In any case, this is an interesting idea, tell us more.

Well, if you break it down enough, they're all stereotypes.

Absolutely. And it's funny too! Check out Colonel Friday or Division X. or as someone mentioned before, Sir Miles. In fact, despite all this "there is no war/two sides of the same coin/everyone gets what they want" stuff, I can't really think of any 'baddies' in the story who aren't fairly crudely drawn stereotypes. But I could be overlooking something.
 
 
diz
13:23 / 21.04.04
If we pretend that everyone in the world does have free will in The Invisibles and the others had given up the fight (which, let's not mince words, is what she appears to have done) when she did, then the Enemy would have crowned the King of the New Aeon in 99 and everyone would be an eternal slave.

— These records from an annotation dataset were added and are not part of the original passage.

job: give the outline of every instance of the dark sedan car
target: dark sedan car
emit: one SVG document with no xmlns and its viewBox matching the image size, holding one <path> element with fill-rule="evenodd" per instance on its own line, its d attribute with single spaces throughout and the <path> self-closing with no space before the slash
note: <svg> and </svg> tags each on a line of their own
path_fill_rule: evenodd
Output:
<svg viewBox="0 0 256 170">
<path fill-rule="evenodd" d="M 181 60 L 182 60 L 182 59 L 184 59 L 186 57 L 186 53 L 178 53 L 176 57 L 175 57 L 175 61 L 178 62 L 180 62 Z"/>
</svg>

i think that's a big "if" to pretend. i don't think it's really reasonable to assume that any of the players in The Invisibles have free will as we understand it. they're playing roles which have already been written in to everything that's already happening/happened/will happen. or, more accurately, nothing happens at all, and all the things that the characters perceive themselves going through is just a nascent 5D intelligence coming to grips with itself. they're not characters, they're problems, paths of investigation, and resolutions.

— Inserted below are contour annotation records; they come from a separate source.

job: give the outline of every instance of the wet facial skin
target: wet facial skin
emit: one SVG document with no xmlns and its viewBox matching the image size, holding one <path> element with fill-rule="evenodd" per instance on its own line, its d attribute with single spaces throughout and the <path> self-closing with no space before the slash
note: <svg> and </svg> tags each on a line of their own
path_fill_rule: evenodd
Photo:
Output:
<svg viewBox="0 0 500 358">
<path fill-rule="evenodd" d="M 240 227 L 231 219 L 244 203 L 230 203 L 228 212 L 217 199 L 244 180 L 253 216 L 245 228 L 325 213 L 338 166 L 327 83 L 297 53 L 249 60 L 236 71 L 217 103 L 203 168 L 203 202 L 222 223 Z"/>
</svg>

and, no, there's no possibility that anyone would be an eternal slave, first of all because the Enemy doesn't really exist, and second of all because the 2012 outcome has always been already happening.
 
 
ONLY NICE THINGS
15:05 / 21.04.04

In any case, this is an interesting idea, tell us more


In another thread. Possibly one of the threads about the minutiae of the Invisibles.
 
 
Our Lady Has Left the Building
17:37 / 21.04.04
The one flaw with the whole 'there are no enemies, there are no sides' thesis is the presence of all those incredibly tooled up and motivated young men with big guns throughout the series. As in real life, there are actually times when you can be confronted by someone who is not your friend and who intends to do you harm. At such times saying "there is no spoon" isn't going to help.

I know there is no free will in the Invisibles. I know everyone is playing a role. You seem to have som confusion over my use of the words 'if' and 'pretend' with regards to this. And let's just pretend some more shall we.

Orlando: "I'm back, and I've only killed two people so far, I've really lost my edge."

Fanny: "I should probably do something to stop you but as I've realised that there are no sides and therefore you aren't my enemy I feel no inclination to do so."

Orlando: "Cheers!" (slits Fanny's throat)

King Mob: "Even though you've shot me I want you to know I love you like a brother."

Sir Miles: "Oh for fucks sake." (empties clip into KM's head).